In fact, though, this is not necessarily the case.
To see why, we should look at betting on matches played at the Queens Club tennis tournament which takes place every June. In even-numbered years, the tournament clashes with a major football competition: the World Cup or European Championships. In these years, betting markets on the tennis are thinner because casual gamblers prefer to bet on the football.
This raises the question: when is the tennis betting market more efficient: in the odd-numbered years when less-informed gamblers are active in it or in even years when they are not and the expert tennis gamblers have more weight?
Alasdair Brown and Fuyu Yang at the University of East Anglia have studied this and found that the market is significantly more efficient in the even years when the less informed gamblers are more active.
Mug punters make the market more efficient. This raises the possibility that increased numbers of passive investors might help make stock markets more efficient, not less.
If this seems paradoxical, it shouldn't. It's a corollary of a point made back in 1980 by Sanford Grossman and Joe Stiglitz. If markets are to be efficient, somebody must go to the bother of researching stocks. But they need an incentive to do so. Uninformed investors provide such an incentive: investors do their research in the hope of making money at the expense of uninformed investors.

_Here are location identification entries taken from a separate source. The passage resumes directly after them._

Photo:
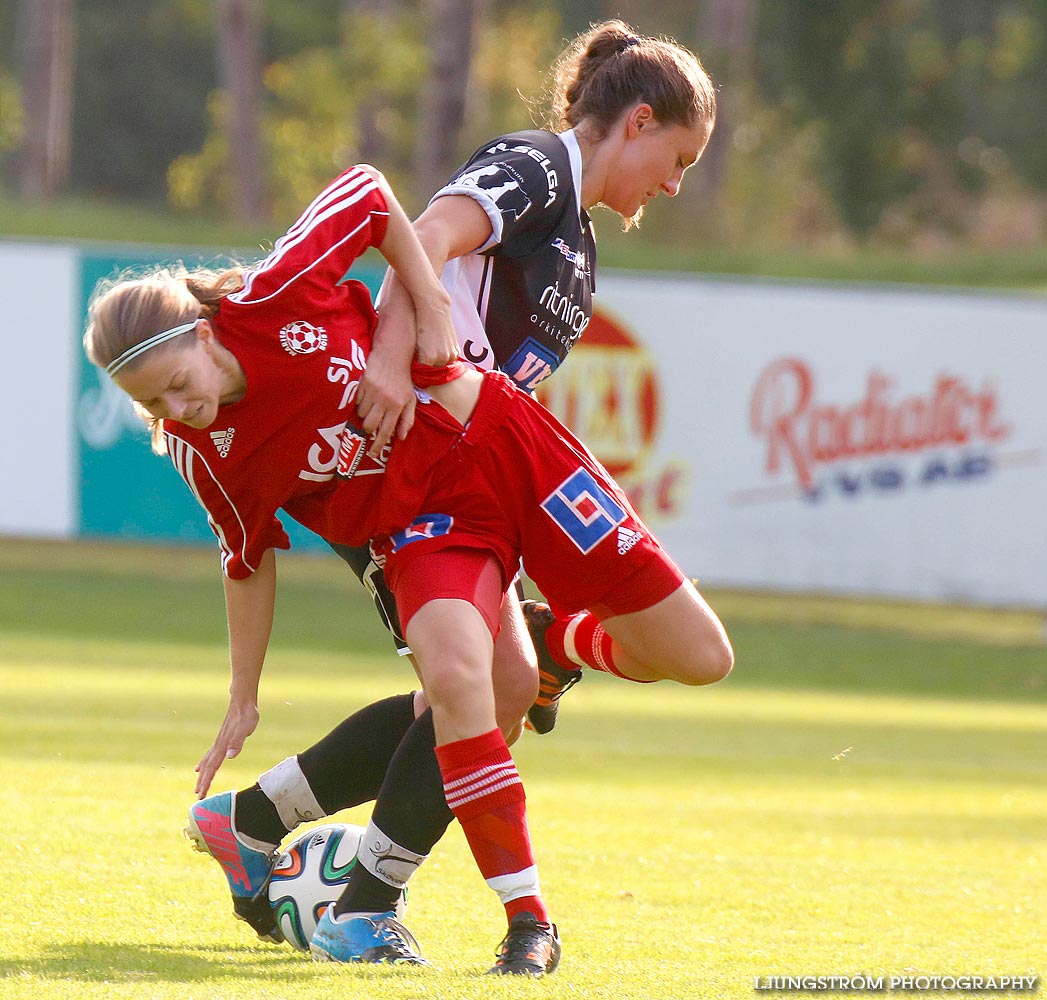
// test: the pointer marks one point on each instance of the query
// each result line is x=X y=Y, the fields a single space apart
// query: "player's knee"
x=709 y=659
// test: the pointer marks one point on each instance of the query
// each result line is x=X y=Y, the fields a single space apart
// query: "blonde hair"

In tennis betting, the uninformed investor is the casual gambler who's distracted by football. In stock markets, it's passive funds. The presence of both provides others with an incentive to do proper research.
Such incentives, however, are self-defeating. Once the market becomes efficient, the incentive to do research will decline, so researchers will exit the market creating inefficiencies.
It might be that we get a stableish equilibrium here. Lasse Heje Pedersen at New York University says markets are "efficiently inefficient": they are just inefficient enough to reward those who do their research and take risks. Alternatively, markets might be cyclical, as MIT's Andrew Lo has argued: stock-picking strategies wax and wane as markets become efficient and then inefficient again.
For me, the point here is that bigthink ideology is useless. The question - are markets efficient? - cannot be answered generally. Instead, the answer - and the specific type of inefficiency - will vary from time to time and place to place.